Based on the gene signature identified in this study, we planned to summarize the clinical relevance and prognostic value of the signature through a large retrospective analysis. Furthermore, we aimed to investigate its regulatory modes and molecular mechanisms in the pathogenesis of HCC in cellular and animal models, to analyze their downstream pathways and targets, and thus to explore their clinical value. The prognostic model we established will be evaluated for its correlation with clinical outcomes using immunohistochemistry and RNA sequencing analysis, and the gene expression changes will be assessed with survival improvement trends of patients who received chemotherapy. Prospective clinical trials will be conducted to provide the highest level of evidence for the efficacy of our clinical biomarkers.

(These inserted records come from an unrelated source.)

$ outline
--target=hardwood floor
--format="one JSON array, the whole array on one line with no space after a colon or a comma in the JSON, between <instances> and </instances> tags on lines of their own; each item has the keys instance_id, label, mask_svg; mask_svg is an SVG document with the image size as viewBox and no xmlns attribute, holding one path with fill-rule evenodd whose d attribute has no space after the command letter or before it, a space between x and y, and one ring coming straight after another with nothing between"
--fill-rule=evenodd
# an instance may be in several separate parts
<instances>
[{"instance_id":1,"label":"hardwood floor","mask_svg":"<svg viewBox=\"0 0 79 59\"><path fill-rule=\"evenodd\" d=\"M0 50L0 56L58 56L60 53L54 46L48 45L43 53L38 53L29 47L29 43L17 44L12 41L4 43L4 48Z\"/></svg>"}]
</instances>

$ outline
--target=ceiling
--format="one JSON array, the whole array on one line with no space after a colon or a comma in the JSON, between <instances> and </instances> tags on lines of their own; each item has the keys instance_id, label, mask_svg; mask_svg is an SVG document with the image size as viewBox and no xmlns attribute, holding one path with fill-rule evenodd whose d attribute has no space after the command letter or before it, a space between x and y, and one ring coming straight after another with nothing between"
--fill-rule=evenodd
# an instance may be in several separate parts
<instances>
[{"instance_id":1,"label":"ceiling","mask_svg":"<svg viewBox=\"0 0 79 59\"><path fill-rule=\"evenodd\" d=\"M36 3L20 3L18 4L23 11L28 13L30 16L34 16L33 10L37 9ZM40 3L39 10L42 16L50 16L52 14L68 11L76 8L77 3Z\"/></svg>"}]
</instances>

Our results provide a new visual for effective HCC clinical diagnosis and therapeutic strategies, as well as a theoretical basis for future study. There are still some limitations in this study. First, we used data from public databases to construct and validate the prognostic model, so some deviations were inevitable. Second, the clinical significance of our model needs to be further evaluated by real prospective data. Moreover, in vivo and in vitro experiments are needed to reveal their molecular mechanisms in HCC. Third, the relationship between other modes of cell death and drug resistance in HCC remains poorly understood. Thus, further research is needed to explore the relationship. Finally, in HCC, the potential mechanisms between these hub genes of ferroptosis and tumor multidrug resistance are unclear and deserve further exploration.

Conclusion

In conclusion, we found and verified a new gene signature related to ferroptosis and drug resistance with a high capacity to predict the clinical prognosis of HCC. Furthermore, we identified several innovative biomarkers and molecular mechanisms for diagnostic and therapeutic targets of HCC by comprehensively analyzing the biological function and pathways, molecular interaction networks, immune checkpoints, and drug sensitivity. These findings provide a novel perspective for the diagnosis and treatment of HCC.

Data availability

All datasets used in this work are publicly available. The TCGA-LIHC dataset is available at the weblink (https://portal.gdc.cancer.gov/projects/TCGA-LIHC) and data acquired at the weblink (https://portal.gdc.cancer.gov/repository?facetTab=files&filters=%7B%22content%22%3A%5B%7B%22content%22%3A%7B%22field%22%3A%22cases.project.project_id%22%2C%22value%22%3A%5B%22TCGA-LIHC%22%5D%7D%2C%22op%22%3A%22in%22%7D%2C%7B%22content%22%3A%7B%22field%22%3A%22files.data_category%22%2C%22value%22%3A%5B%22Transcriptome%20Profiling%22%5D%7D%2C%22op%22%3A%22in%22%7D%5D%2C%22op%22%3A%22and%22%7D&searchTableTab=files).Microarray datasets are available through NCBI’s Gene Expression Omnibus (GEO, http://www.ncbi.nlm.nih.gov/geo/) database, which were GSE6222, GSE46408 and GSE65372 datasets. Dataset GSE6222 is available at the weblink https://www.ncbi.nlm.nih.gov/geo/query/acc.cgi?acc=GSE6222 and was generated in Liao et al. Dataset GSE46408 is available at the weblink https://www.ncbi.nlm.nih.gov/geo/query/acc.cgi?acc=GSE46408 and was generated in Chen et al. Dataset GSE65372 is available at the weblink https://www.ncbi.nlm.nih.gov/geo/query/acc.cgi?acc=GSE65372 and was generated in Sia et al. The LIHC-US dataset is available at the weblink (https://dcc.icgc.org/) and data acquired at the weblink (https://dcc.icgc.org/search?filters=%7B%22donor%22:%7B%22primarySite%22:%7B%22is%22:%5B%22Liver%22%5D%7D,%22analysisTypes%22:%7B%22is%22:%5B%22RNA-Seq%22%5D%7D,%22projectId%22:%7B%22is%22:%5B%22LIHC-US%22%5D%7D%7D%7D&donors=%7B%22from%22:1%7D).